Despite the positive results achieved by the proposed approach, some limitations are worth to be mentioned. Computational time required for inference is one of those. In terms of inference time, the proposed model requires 4 times more than previous implementations. However, it is important to state that when it comes to applications of minimal invasive surgery, accuracy may be preferred over speed to avoid any complication, such as perforations of the ureter [5]. Furthermore, such time could be improved by taking advantage of distributed parallel setups. A final issue is related to the scarcity of public available and annotated data, necessary to train and benchmark, which is a well-known problem in the literature. However, this can be overcome in future as new public repositories containing spatial-temporal data are released. Regarding the effectiveness, we consider it as the metric defined for DL systems proposed in [19] which takes into account the product of data quality, robustness and information gain, and we can assert the proposed model is more effective than previous implementations since: (1) the data quality produced with it is better in terms of the mean DSC, Prec and Rec values; (2) the method is more robust against the appearance of artifacts as shown in Fig. 5 and the additional videos attached; and 3) the information gain is higher since the lumen area is delineated better. The disclosed cost-effectiveness of this method for its clinical application such as the one presented in [20] for diabetic retinopathy screening is beyond the scope of this paper. However, a rough estimation should consider 1) the economical cost of the GPU model used to train the networks presented in this work (NVIDIA RTX 2080); 2) the current cost that requires to perform ureteroscopy procedures, according to national health system of each country; and 3) the rate in which this method could reduce complications and thus reduce hospitalization time or the requirement of further interventions.

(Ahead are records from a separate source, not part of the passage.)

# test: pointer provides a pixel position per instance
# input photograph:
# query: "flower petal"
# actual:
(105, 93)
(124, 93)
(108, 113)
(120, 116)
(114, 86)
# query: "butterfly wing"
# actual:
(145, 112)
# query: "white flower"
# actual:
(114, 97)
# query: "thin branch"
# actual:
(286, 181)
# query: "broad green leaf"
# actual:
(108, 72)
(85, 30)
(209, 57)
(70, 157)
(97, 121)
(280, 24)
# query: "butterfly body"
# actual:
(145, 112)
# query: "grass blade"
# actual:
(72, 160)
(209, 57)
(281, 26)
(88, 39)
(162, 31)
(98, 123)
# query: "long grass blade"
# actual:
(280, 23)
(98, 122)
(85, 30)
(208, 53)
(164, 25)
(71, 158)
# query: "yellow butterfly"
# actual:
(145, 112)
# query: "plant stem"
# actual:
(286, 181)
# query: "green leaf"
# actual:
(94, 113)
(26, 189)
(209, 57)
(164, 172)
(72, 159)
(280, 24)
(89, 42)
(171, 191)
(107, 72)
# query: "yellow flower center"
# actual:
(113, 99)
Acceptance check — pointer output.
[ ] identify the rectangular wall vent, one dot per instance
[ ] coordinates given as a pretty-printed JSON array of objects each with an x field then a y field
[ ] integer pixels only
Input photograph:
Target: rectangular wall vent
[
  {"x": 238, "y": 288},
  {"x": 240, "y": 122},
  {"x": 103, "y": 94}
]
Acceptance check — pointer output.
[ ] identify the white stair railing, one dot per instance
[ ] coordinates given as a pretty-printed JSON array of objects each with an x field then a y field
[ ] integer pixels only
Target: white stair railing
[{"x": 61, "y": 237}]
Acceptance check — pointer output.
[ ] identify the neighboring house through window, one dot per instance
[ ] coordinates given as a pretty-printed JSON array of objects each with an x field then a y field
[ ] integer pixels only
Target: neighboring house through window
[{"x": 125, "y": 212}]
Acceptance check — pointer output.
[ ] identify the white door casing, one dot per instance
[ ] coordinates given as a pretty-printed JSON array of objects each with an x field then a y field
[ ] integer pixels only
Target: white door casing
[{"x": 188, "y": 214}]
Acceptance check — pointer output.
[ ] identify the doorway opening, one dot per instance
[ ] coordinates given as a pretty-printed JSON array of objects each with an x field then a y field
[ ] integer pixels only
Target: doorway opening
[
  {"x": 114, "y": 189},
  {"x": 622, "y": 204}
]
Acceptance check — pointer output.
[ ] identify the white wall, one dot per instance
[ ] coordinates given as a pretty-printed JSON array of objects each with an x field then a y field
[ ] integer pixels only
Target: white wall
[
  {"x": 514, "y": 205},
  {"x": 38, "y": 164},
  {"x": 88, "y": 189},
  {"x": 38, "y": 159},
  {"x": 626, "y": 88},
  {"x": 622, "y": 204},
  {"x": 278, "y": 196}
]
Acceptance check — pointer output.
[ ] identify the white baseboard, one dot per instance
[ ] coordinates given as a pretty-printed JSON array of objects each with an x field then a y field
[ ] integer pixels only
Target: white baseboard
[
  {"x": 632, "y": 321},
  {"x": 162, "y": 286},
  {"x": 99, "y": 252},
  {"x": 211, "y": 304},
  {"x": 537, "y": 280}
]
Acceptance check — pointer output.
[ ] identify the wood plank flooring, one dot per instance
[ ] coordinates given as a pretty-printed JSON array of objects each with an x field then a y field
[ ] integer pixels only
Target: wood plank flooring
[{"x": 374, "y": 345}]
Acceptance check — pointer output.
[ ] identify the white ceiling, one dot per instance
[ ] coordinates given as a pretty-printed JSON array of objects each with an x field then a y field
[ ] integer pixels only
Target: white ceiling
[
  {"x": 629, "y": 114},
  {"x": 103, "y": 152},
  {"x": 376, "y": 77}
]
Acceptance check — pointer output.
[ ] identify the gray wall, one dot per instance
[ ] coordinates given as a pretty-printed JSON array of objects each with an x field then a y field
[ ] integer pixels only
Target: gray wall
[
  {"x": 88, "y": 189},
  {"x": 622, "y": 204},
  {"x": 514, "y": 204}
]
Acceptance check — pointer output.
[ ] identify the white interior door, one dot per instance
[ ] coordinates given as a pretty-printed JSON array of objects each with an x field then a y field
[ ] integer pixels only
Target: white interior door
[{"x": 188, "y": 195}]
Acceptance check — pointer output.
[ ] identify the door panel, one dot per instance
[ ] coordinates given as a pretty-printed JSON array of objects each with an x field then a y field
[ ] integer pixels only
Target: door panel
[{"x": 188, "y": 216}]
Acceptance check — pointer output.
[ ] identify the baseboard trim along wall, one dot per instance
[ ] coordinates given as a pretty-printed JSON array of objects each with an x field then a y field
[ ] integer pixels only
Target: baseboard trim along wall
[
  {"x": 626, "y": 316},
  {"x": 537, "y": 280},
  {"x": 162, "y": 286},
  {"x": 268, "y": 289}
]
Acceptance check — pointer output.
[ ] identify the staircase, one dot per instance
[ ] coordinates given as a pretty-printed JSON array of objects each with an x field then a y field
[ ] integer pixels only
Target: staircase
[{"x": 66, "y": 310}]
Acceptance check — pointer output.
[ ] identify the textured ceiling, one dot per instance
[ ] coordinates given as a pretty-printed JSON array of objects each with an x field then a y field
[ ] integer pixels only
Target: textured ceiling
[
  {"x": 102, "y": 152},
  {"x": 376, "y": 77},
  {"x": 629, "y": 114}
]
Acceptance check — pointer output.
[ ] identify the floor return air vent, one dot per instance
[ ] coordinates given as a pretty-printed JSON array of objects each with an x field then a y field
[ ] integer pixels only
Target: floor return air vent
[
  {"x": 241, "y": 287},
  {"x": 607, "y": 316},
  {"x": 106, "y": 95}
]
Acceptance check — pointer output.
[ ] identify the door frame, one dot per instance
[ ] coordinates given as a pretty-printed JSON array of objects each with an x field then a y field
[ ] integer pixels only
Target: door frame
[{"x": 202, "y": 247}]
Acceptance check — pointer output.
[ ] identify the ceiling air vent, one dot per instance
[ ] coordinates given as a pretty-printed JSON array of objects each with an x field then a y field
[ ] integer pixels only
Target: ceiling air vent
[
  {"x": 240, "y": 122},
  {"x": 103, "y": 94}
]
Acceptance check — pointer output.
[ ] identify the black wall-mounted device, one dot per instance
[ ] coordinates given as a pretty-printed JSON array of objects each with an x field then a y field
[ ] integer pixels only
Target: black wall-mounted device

In this paper, we introduced a novel ensemble method for ureter’s lumen segmentation. Two core models based on U-Net and Mask-RCNN were exploited and extended, in order to capture both single-frame and multi-frame information. Experiments showed that the proposed ensemble method outperforms previous approaches for the same tasks [9], by achieving an increment of \(7\%\) in terms of DSC. In the future, evident extensions of the present work will be investigated, including better methods to fit spatial-temporal data into models which were pre-trained in single image datasets (such as Mask-RCNN). Furthermore, we will investigate methods for decreasing the inference time, thus allowing real-time applications.